Internet Engineering Task Force (IETF) S. McGlashan
Request for Comments: 6231 Hewlett-Packard
Category: Standards Track T. Melanchuk
ISSN: 2070-1721 Rainwillow
May 2011 An Interactive Voice Response (IVR) Control Package
for the Media Control Channel Framework
This document defines a Media Control Channel Framework Package for
Interactive Voice Response (IVR) dialog interaction on media
connections and conferences. The package defines dialog management
request elements for preparing, starting, and terminating dialog
interactions, as well as associated responses and notifications.
Dialog interactions are specified in a dialog language. This package
defines a lightweight IVR dialog language (supporting prompt
playback, runtime controls, Dual-Tone Multi-Frequency (DTMF)
collection, and media recording) and allows other dialog languages to
be used. The package also defines elements for auditing package
capabilities and IVR dialogs.
Status of This Memo
This is an Internet Standards Track document.
This document is a product of the Internet Engineering Task Force
(IETF). It represents the consensus of the IETF community. It has
received public review and has been approved for publication by the
Internet Engineering Steering Group (IESG). Further information on
Internet Standards is available in Section 2 of RFC 5741.
Information about the current status of this document, any errata,
and how to provide feedback on it may be obtained at
Copyright (c) 2011 IETF Trust and the persons identified as the
document authors. All rights reserved.
This document is subject to BCP 78 and the IETF Trust's Legal
Provisions Relating to IETF Documents
(http://trustee.ietf.org/license-info) in effect on the date of
The Media Control Channel Framework [RFC6230] provides a generic
approach for establishment and reporting capabilities of remotely
initiated commands. The Channel Framework -- an equivalent term for
the Media Control Channel Framework -- utilizes many functions
provided by the Session Initiation Protocol (SIP) [RFC3261] for the
rendezvous and establishment of a reliable channel for control
interactions. The Control Framework also introduces the concept of a
Control Package. A Control Package is an explicit usage of the
Control Framework for a particular interaction set. This document
defines a Control Package for Interactive Voice Response (IVR)

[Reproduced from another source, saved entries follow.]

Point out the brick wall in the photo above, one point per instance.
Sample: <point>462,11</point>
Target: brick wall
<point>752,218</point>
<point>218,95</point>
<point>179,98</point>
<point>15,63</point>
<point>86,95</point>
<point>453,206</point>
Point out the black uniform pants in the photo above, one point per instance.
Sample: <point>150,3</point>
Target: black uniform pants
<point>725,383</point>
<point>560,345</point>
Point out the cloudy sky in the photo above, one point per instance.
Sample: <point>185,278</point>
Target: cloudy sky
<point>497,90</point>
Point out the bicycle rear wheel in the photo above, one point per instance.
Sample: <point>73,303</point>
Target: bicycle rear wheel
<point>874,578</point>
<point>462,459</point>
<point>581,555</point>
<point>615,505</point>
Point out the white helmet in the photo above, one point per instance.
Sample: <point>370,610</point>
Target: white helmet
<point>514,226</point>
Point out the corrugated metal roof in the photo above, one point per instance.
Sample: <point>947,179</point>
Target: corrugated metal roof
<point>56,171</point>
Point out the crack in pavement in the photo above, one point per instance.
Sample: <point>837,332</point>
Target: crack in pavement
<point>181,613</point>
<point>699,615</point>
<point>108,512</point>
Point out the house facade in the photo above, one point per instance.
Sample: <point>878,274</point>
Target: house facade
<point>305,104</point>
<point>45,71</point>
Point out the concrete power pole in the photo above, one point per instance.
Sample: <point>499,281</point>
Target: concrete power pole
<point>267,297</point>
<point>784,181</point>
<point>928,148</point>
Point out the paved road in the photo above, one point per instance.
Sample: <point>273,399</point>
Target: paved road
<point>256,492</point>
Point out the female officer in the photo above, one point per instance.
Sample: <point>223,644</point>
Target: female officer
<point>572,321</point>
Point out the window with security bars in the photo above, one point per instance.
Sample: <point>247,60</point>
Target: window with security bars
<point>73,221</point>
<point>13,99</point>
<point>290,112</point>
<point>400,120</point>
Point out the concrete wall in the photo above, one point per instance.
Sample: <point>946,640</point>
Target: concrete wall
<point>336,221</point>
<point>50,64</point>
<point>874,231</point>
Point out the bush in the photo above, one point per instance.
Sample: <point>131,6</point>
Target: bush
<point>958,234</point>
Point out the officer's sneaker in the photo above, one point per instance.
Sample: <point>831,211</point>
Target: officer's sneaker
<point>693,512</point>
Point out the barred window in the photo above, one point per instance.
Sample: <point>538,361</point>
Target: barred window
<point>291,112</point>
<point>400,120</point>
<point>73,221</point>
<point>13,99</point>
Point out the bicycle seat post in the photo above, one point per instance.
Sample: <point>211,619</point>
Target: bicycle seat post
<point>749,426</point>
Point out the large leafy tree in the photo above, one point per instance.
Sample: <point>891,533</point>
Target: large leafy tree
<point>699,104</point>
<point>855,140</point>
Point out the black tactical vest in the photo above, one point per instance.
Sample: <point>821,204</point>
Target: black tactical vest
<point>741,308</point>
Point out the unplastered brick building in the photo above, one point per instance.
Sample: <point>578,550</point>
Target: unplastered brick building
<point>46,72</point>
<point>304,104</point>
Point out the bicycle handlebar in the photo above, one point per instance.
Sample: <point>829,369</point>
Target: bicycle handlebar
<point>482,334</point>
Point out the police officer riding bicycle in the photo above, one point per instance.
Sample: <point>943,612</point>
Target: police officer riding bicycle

dialogs on media connections and conferences. The term 'dialog' in
this document refers to an IVR dialog and is completely unrelated to
the notion of a SIP dialog. The term 'IVR' is used in its inclusive
sense, allowing media other than voice for dialog interaction.
The package defines dialog management request elements for preparing,
starting, and terminating dialog interactions, as well as associated
responses and notifications. Dialog interactions are specified using
a dialog language where the language specifies a well-defined syntax
and semantics for permitted operations (play a prompt, record input
from the user, etc.). This package defines a lightweight IVR dialog
language (supporting prompt playback, runtime controls, DTMF
collection, and media recording) and allows other dialog languages to
be used. These dialog languages are specified inside dialog
management elements for preparing and starting dialog interactions.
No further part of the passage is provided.